LAS VEGAS (KLAS) — Over the last few years school police have had to use pepper spray and tasers on campus, but Clark County School District data shows there has been a decline in officers deploying pepper spray.

This week, Clark County School District Police officers used pepper spray after a large fight at Las Vegas High School.

A district source told 8 News Now nearly two dozen students were involved in that fight on Wednesday overpowering administrators.

Students and adults were hit with pepper spray, and authorities suspect it was gang-related.

Las Vegas High School’s principal issued a statement, saying the incident serves as an important reminder that students should obey instructions when told.

One student described what they saw.

“Two people got hit straight in the eyes, same with the teachers,” Mackenzie said. 8 News Now is only using her first name. “Coming from a more quiet school back at home to come to this, kids are getting hit to the point where pepper spray is needed?”

The school district collects data on the number of times CCSDPD has had to use force. In the 2019-2020 school year, officers used pepper spray 30 times and a taser six times.

Skipping the pandemic year, in 2021-2022 pepper spray was used 52 times and a taser four times.

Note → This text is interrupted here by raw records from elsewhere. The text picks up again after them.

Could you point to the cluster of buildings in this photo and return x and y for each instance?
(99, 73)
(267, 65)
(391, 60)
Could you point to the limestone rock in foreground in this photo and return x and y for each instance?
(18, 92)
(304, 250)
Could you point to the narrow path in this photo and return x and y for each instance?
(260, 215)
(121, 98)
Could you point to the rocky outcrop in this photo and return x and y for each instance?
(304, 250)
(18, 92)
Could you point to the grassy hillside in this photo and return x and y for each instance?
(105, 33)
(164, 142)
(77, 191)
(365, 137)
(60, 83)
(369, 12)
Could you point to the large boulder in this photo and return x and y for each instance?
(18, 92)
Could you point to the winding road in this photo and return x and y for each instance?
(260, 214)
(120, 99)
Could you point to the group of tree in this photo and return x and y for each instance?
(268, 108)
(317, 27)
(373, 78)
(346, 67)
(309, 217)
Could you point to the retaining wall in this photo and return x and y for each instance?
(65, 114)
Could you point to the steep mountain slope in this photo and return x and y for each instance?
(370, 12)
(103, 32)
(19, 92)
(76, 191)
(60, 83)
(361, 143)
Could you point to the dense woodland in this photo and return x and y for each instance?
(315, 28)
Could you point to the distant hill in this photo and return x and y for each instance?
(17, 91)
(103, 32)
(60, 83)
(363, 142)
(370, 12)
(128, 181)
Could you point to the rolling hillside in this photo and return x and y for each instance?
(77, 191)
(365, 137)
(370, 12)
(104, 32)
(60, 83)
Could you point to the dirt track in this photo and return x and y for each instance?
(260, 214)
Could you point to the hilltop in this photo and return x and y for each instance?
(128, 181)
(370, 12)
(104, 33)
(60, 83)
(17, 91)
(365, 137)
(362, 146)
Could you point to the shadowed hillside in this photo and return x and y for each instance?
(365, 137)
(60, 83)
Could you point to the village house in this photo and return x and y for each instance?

Moreover in the 2022-2023 school year, data, which is not fully complete, shows officers deployed pepper spray 8 times and a taser twice.

CCSDPD Chief Mike Blackeye testified before Nevada lawmakers on March 22 and he told them his officers are being trained to decrease pepper spray usage. Tasers were mostly used on adults.

“I had noticed from watching those videos that our officers, that they weren’t talking. I remember telling them it seemed like some of them were struck mute when they were approaching fights and things like that,” Chief Blackeye said.

Blackeye said he instructed his officers to identify themselves when they arrived on the scene. He stressed how important it is for officers to build positive relationships with students as a way to improve behavior.

“It’s just my belief that if we are teaching our kids better ways to solve their problems than violence. I believe they will look at it as not more than just a threat,” Blackeye said.

A source within CCSD said fights continued on Thursday at Las Vegas High School, but pepper spray was not used.